The “significant drop” in reported data breaches may have
contributed to the decline, Javelin said. There were 404 breaches with 26
million records compromised in 2010, compared to 604 breaches and 221 million
records in 2009, according to the research report.
The recovering economy appears to have contributed somewhat
to the decline in identity theft, along with increased security measures and
stronger law enforcement, according to Van Dyke. As retail sales grow, fraud
incidents decrease, indicating a correlation between an individual’s financial
condition and the likelihood of perpetuating identity fraud, the report said.
Although all types of fraud declined over the past year, new
account fraud was the most damaging, netting scammers $17 billion in 2010, the
report found. In this type of fraud, an account is opened in the victim’s name
without consent.
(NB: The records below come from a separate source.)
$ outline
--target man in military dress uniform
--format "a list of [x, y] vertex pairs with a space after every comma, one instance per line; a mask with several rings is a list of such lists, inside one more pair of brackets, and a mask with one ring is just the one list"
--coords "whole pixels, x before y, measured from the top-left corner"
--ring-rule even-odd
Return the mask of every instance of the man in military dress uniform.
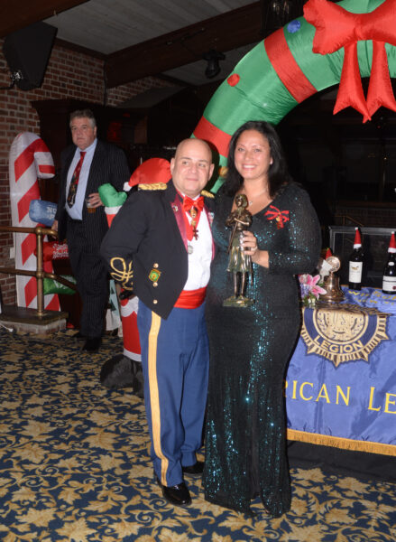
[[140, 185], [106, 233], [101, 254], [113, 278], [139, 298], [138, 328], [152, 458], [165, 499], [190, 502], [183, 474], [198, 475], [207, 400], [206, 286], [214, 245], [209, 146], [182, 141], [168, 183]]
It was also the costliest for victims, with out-of-pocket
losses averaging $1,267 in 2010, up from $787 in 2009, according to the report.
This type of fraud also accounted for a greater proportion
of all types of identity fraud, at about 46 percent, compared to 38 percent in
2009, the report found.
In contrast, amounts stolen through existing cards, where
the thieves had the actual card number or a cloned card, declined by 38 percent
to $14 billion in 2010, from $23 billion in 2009, the report said.
"New account fraud on average takes longer to detect
and results in higher mean consumer costs than other types of fraud,"
according to Javelin
Still, the typical ID theft victim rarely has to cover the
fraud amount, because of the zero-liability fraud protection policies in place
at the majority of banks and card issuers, Javelin said. “Most victims will
have to pay out-of-pocket expenses only to cover their time in resolving fraud,
not to reimburse fraudulent charges," the study said.
However, debit-card fraud is generally more expensive for
consumers than credit card because zero-liability policies are less common for
debit cards, according to the study.
Resolving ID theft can take up time. On average, victims
spent 33 hours resolving identity fraud issues, up from a mere 12 hours in
2009. The last time resolution times have been so high was in 2005, at 40
hours.
There was a growing trend in “friendly fraud,” or when the
victim knew the thief, especially amongst 25 to 34 year olds, according to the
report. About 14 percent of identity theft in 2010 was committed by someone the
victims knew, according to Javelin. Social security numbers were the most
commonly stolen identity information.
Javelin said consumers need to be proactive about identity
theft. In 35 percent of identity fraud cases, victims said they learned of
fraud through their financial institution or credit card provider. The next
most common method was for victims to review their own statements, the report
said.
Of the 5,004 people surveyed by phone between September and November,
470 were victims of identity fraud, according to Javelin.